Here are some interesting facts and figures about el Partido Popular:

HOW DID IT ALL BEGIN?

- Founded in 1976 by Franco’s one-time tourism minister Manuel Fraga, it was originally called Alianza Popular (AP). The name was changed 13 years later.

- AP struggled to win support from voters, despite forming coalitions with various other small political parties.
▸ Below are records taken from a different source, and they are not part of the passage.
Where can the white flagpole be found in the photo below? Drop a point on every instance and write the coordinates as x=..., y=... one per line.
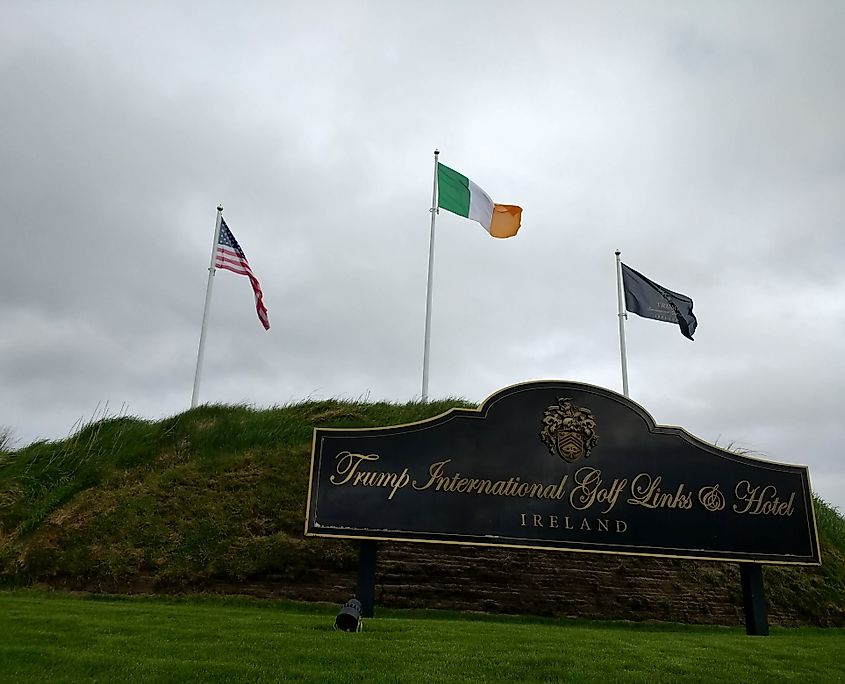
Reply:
x=427, y=344
x=622, y=316
x=211, y=271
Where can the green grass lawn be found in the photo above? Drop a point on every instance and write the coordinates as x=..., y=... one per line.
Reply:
x=57, y=637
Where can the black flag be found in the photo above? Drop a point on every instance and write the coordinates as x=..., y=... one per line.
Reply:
x=646, y=298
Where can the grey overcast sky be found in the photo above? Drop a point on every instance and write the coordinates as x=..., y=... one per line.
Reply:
x=704, y=140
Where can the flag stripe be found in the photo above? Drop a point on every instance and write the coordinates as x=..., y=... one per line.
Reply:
x=452, y=191
x=231, y=257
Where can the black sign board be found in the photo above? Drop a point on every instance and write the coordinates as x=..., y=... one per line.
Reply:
x=559, y=465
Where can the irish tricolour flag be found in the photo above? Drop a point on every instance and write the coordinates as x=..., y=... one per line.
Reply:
x=458, y=194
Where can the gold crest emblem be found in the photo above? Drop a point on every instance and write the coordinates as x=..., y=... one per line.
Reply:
x=569, y=431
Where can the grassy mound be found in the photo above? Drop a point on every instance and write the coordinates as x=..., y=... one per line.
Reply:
x=216, y=495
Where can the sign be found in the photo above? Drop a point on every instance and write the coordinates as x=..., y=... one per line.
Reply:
x=559, y=465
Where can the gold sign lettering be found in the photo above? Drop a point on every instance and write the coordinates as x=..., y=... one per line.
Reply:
x=762, y=500
x=646, y=492
x=589, y=490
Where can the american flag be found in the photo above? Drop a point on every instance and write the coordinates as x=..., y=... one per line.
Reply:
x=230, y=256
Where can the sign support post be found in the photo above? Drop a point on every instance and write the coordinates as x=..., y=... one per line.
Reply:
x=754, y=599
x=366, y=590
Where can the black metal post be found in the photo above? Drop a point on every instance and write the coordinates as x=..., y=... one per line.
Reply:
x=366, y=592
x=754, y=599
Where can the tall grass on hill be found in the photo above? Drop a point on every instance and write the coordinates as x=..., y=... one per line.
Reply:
x=214, y=493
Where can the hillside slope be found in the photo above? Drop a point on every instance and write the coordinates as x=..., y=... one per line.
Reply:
x=213, y=500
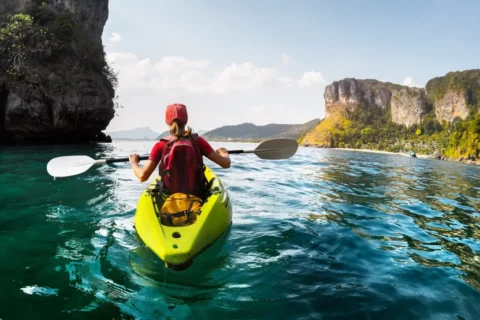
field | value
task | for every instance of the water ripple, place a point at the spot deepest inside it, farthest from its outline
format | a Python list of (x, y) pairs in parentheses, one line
[(326, 234)]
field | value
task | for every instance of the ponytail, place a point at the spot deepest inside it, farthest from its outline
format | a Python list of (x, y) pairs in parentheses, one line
[(177, 131)]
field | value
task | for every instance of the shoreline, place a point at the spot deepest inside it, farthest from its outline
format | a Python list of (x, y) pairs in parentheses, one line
[(419, 156)]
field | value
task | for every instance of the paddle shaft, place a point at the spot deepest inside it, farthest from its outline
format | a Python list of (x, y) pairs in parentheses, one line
[(113, 160)]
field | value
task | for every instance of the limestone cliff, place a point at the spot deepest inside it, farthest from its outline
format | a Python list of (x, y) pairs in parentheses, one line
[(408, 104), (353, 93), (61, 90), (455, 95), (443, 119)]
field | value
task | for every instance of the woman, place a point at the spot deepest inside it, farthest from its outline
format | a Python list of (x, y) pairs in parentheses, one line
[(176, 117)]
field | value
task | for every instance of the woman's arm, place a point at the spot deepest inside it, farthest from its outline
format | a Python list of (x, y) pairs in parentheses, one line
[(142, 173), (220, 157)]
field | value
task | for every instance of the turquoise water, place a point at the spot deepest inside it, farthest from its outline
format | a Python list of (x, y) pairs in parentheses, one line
[(326, 234)]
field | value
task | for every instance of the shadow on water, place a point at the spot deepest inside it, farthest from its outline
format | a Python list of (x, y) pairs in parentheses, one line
[(424, 210)]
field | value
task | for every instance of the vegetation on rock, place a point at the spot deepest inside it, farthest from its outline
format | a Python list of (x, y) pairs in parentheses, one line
[(35, 45), (371, 127)]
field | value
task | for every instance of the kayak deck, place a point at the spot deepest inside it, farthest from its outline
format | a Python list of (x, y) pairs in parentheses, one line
[(178, 245)]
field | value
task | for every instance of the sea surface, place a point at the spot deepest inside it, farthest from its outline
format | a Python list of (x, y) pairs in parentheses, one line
[(327, 234)]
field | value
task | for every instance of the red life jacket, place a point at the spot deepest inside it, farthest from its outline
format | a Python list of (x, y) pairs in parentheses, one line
[(181, 167)]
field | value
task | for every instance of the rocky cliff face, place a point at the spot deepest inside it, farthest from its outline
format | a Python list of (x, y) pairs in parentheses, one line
[(454, 94), (91, 15), (451, 107), (352, 93), (64, 98), (408, 106)]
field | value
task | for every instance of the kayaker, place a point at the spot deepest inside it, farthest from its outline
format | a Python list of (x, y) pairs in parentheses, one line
[(176, 117)]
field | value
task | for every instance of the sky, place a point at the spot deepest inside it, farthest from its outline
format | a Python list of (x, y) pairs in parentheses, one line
[(265, 62)]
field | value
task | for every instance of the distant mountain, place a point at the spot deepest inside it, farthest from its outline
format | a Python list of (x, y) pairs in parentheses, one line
[(139, 133), (250, 131)]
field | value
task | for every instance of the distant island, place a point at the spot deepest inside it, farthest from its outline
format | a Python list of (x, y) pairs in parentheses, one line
[(144, 133), (441, 121), (249, 132)]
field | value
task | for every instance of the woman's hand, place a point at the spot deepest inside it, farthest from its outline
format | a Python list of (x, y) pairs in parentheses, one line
[(134, 159), (223, 152)]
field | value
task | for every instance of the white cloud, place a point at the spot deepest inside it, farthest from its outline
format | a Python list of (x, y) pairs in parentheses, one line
[(409, 82), (113, 39), (173, 64), (311, 78), (257, 108), (246, 77), (240, 92), (286, 59), (174, 74)]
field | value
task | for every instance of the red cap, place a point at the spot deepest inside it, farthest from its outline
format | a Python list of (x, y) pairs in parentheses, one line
[(176, 111)]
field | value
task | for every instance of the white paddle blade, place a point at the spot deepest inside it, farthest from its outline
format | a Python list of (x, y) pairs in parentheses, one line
[(276, 149), (69, 165)]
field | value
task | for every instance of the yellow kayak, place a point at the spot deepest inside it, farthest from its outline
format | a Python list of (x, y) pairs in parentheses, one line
[(177, 246)]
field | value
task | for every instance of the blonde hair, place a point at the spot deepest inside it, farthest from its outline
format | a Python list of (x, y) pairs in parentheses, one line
[(177, 130)]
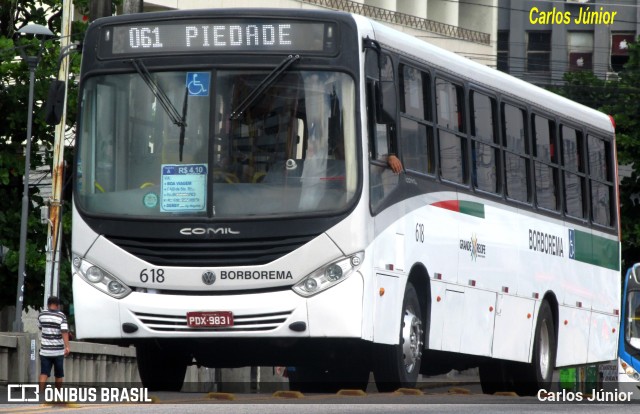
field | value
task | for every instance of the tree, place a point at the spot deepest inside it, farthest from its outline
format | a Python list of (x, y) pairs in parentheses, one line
[(14, 84), (621, 99)]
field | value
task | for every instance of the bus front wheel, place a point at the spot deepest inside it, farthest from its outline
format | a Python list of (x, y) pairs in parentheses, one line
[(396, 366)]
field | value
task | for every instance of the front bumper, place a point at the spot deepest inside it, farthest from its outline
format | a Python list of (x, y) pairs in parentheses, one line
[(336, 312)]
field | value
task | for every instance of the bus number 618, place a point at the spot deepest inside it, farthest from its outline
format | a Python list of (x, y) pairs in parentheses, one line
[(152, 275)]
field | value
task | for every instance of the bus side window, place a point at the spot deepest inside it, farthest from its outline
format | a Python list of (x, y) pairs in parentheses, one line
[(381, 136), (601, 173), (451, 138), (516, 154), (574, 177), (545, 170)]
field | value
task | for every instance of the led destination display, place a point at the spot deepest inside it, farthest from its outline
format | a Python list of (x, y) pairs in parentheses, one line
[(226, 36)]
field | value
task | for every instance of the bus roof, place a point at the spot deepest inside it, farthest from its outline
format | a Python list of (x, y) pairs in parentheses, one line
[(479, 74)]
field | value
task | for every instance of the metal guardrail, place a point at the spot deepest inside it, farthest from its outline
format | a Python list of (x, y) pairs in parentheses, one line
[(403, 19)]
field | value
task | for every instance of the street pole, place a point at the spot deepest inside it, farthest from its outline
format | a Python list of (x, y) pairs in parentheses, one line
[(54, 225), (17, 325), (32, 64)]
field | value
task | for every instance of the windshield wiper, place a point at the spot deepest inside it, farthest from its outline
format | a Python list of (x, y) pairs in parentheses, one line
[(160, 95), (262, 86)]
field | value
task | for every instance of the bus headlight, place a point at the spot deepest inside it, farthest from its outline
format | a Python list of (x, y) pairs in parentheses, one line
[(329, 275), (100, 279)]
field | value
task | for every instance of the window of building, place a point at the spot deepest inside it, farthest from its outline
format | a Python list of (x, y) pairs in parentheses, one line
[(503, 51), (485, 151), (538, 51), (574, 177), (452, 142), (620, 50), (516, 162), (580, 45)]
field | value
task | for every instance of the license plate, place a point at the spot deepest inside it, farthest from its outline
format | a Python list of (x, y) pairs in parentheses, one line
[(209, 319)]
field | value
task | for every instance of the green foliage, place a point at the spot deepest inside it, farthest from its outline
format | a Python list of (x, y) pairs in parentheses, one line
[(620, 99), (14, 92)]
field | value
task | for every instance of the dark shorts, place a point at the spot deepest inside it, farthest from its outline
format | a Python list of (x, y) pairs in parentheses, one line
[(47, 362)]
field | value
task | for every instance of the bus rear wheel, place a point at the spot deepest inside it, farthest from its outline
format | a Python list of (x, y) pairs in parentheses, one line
[(396, 366), (529, 378), (161, 368)]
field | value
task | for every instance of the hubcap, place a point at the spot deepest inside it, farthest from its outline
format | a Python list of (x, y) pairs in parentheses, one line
[(411, 340), (544, 350)]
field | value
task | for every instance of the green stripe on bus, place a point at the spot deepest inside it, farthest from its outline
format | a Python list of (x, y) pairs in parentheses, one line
[(596, 250), (471, 208)]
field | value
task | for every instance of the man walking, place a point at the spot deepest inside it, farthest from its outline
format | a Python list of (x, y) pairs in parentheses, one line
[(54, 342)]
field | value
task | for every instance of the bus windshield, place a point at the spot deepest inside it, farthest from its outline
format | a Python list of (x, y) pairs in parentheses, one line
[(293, 150)]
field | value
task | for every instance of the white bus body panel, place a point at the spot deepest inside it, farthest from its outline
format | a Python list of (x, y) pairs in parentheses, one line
[(603, 336)]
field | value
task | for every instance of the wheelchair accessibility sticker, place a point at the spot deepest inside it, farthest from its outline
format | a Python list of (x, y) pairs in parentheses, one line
[(198, 83)]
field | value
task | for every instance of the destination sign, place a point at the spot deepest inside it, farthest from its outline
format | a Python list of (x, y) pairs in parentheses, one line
[(219, 36)]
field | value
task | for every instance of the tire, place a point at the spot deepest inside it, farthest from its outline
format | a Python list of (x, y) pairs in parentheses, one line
[(397, 366), (161, 368), (539, 373)]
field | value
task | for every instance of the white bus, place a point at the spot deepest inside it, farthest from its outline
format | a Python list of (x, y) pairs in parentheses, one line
[(233, 205)]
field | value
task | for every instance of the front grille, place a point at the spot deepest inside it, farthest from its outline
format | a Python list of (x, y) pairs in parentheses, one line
[(241, 323), (212, 253)]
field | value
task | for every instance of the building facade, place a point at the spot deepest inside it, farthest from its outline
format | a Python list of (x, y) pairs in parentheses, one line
[(541, 40)]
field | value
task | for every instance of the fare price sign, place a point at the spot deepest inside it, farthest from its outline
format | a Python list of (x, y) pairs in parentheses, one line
[(271, 35), (184, 188)]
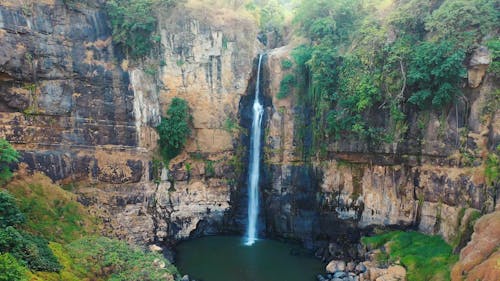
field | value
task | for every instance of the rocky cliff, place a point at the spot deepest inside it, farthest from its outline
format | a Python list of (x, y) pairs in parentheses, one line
[(432, 180), (79, 111), (82, 113)]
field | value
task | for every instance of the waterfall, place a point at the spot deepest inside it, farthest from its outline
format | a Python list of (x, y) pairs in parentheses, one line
[(253, 171)]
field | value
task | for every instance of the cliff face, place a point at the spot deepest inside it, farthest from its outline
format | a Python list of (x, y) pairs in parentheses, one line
[(426, 182), (67, 106), (78, 111)]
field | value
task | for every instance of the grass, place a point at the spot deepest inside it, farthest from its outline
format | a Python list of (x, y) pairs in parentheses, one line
[(54, 214), (424, 257), (51, 211)]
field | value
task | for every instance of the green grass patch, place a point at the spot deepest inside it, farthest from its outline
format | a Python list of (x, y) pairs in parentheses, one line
[(425, 257), (51, 212)]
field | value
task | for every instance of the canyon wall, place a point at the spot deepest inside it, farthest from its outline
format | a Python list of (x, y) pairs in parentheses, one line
[(425, 182), (83, 114), (79, 111)]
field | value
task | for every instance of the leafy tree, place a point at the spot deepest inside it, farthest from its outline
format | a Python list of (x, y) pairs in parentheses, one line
[(10, 215), (122, 261), (435, 72), (133, 23), (32, 250), (464, 20), (174, 129), (11, 269), (286, 85), (272, 17), (8, 155)]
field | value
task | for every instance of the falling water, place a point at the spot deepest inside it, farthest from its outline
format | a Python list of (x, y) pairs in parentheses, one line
[(253, 172)]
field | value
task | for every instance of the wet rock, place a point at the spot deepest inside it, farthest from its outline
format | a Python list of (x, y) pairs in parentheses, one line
[(481, 58), (335, 266)]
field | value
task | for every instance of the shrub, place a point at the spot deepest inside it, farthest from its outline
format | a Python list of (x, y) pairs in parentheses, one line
[(286, 85), (10, 215), (174, 129), (32, 250), (103, 257), (11, 269), (425, 257), (8, 155), (286, 64), (435, 73), (133, 23)]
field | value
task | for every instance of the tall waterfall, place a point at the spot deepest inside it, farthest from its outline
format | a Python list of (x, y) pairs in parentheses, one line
[(253, 171)]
When it came into being in 1989, the Partido Popular (PP) was made up not only of AP, but also the Partido Liberal and Democracia Cristiana, an existing coalition known as the Coalición Popular.

- In its statutes, the party is referred to as being centre-reformist; however, it is generally regarded as being the home of Spain’s right-wing conservatives with a close relationship to the Catholic church.

-186: the number of Congress seats the party won in last November’s general election, giving them an absolute majority and their best electoral result to date.

REALLY?

- While the white bird that is seen on the PP’s insignia is now officially referred to as a seagull (gaviota), it was originally described as an albatross, and Golden Albatross (Albatros de Oro) awards have been handed out to party members.

- Following a series of corruption scandals involving some high-ranking members of the party, earlier this year, the PP announced that courses in ‘professional ethics’ were being organised to help avoid more incidences of nepotism, abuse of power and similar.

- Unlike the Catalan Socialist party (PSC), the Partit Popular de Catalunya is not an entity in its own right, but simply a regional offshoot of the main party. Catalunya’s relationship with the PP has never been easy. With the party largely adhering to centralist, Madrid-focused policies, it has made numerous political and legal moves regarded by many locally as attacks on the region’s autonomous authority as well as its culture and language.

-51,300: the number of Facebook ‘likes’ the PP has. To put that into context, Rajoy himself has over 82,000, the PSOE has managed just 39,600 and the British Labour Party is liked by 121,300 Facebookers.

BACK IN POWER: THE STORY SO FAR.

Taking the reins of power from the Spanish Socialist Party (PSOE) at the end of 2011, with Spain facing almost 25 percent unemployment and an approaching recession, the right-wing PP was thrown in at the deep end with its first government in eight years. Prime Minister Rajoy was slow to announce his plans for his first term of office and, since January, has largely been dancing to the tune of Europe; an attempt to unilaterally set Spain’s spending deficit for the year (way beyond the limits allowed by the EU) was given short shrift by Brussels. Public spending cuts and labour reform (which has made it easier to make employees redundant) have brought protests from trade unions, students and workers, culminating in a general strike on March 29th. They have also angered some sectors with plans to make abortion laws more restrictive and there are fears that they will at some point reverse the PSOE-introduced law allowing gay marriages. A much-predicted PP absolute majority in the Andalucian regional elections in mid-March failed to appear— a sign of things to come?